At 06:20 2000-03-15 -0800, Ron 'The InSaNe One' Rosson wrote:
* ^To: *all(_at_)domain(_dot_)com

However, implementing this in sendmail as previously described would be 
more sure-fire.  What if this address receives the message BCC (or CC: for 
that matter)?

* ^TO_all(_at_)domain\(_dot_)com

Which will catch it in Cc: headers, and in the received lines if your MTA 
injects BCC delivery information there (still a crapshoot if there were 
multiple local recipients).


Sendmail is not an option.

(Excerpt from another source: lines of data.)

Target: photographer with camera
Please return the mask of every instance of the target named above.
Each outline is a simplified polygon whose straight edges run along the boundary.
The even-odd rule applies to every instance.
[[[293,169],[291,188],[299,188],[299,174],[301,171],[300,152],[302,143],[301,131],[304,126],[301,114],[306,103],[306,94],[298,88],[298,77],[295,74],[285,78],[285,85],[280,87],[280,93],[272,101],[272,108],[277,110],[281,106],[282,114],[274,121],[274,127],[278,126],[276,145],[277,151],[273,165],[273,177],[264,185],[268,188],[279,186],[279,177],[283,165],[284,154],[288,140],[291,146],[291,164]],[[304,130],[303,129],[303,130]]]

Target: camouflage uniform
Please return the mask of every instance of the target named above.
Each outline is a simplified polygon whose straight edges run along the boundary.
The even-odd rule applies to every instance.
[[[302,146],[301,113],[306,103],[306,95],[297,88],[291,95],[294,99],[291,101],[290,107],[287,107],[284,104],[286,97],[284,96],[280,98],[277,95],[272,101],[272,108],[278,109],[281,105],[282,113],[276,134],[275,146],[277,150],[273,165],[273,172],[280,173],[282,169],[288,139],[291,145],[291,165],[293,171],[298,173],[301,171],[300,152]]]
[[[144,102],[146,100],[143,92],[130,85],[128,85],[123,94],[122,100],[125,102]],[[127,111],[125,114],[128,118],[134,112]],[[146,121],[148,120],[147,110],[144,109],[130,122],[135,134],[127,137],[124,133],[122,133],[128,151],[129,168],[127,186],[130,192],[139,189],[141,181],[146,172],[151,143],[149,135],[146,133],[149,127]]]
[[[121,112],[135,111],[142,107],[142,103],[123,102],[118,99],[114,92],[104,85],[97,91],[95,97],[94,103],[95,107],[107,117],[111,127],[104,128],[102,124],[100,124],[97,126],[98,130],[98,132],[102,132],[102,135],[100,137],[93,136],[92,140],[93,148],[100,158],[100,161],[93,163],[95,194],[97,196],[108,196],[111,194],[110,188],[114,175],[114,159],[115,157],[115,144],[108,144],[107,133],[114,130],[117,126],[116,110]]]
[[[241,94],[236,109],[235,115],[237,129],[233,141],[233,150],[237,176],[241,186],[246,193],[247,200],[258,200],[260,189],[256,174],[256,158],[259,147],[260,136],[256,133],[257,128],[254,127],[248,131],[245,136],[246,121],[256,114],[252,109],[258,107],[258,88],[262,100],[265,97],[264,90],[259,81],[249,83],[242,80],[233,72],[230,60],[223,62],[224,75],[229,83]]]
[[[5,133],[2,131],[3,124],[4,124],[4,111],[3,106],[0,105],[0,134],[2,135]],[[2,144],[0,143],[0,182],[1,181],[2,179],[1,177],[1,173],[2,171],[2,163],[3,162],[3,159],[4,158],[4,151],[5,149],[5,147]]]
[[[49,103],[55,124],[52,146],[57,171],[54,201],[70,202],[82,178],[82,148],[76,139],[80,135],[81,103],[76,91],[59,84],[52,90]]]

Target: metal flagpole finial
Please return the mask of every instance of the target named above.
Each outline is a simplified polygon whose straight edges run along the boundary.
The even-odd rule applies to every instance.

So here is what I have for the recipe
(.procmailrc):

SHELL=/bin/sh
PATH=$HOME/bin:/usr/bin:/bin:/usr/local/bin:/usr/include:/usr/local/sbin:/bin:/s
bin:/usr/sbin:.
MAILDIR=$HOME/Mail
PMDIR=$HOME/.procmail
LOGFILE=$PMDIR/log
LOGABSTRACT=all
VERBOSE=no
LOCKFILE=$HOME/.lockmail

:0
* ^TO_all(_at_)domain\(_dot_)com
{
        # add a header - f is FILTER
        :0f
        | formail -A "X-Loop: all(_at_)domain(_dot_)com"

        # forward it (with the extra header).  the a flag isn't normally
        # necessary, but ensures that the above rule must have SUCCESSFULLY
        # completed before this takes place - thus hopefully sparing you from
        # grief if your formail gets trampled one day.
        :0a
        !jeff,bob,dave
}



Here is the .forward file
"!/usr/local/bin/procmail "

Here is the error I get when I send to all(_at_)domain(_dot_)com

   ----- The following addresses had permanent fatal errors -----
"!/usr/local/bin/procmail .procmailrc"
    (expanded from: all(_at_)domain(_dot_)com)

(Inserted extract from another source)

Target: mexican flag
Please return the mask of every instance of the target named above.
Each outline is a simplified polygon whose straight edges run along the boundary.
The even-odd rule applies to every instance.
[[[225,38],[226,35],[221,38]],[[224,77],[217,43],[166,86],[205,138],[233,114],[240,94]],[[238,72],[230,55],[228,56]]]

   ----- Transcript of session follows -----
550 /home/jeff/.forward: line 1: "!/usr/local/bin/procmail
.procmailrc"...
+User unknown


Any ideas??

TIA
-- 
-------------------------------------------------------------------
Ron Rosson                      ... and a UNIX user said ...
The InSaNe One                             rm -rf *
insane(_at_)oneinsane(_dot_)net         and all was /dev/null and *void()
-------------------------------------------------------------------
If Windows 95 is the answer, it must've been an incredibly stupid question.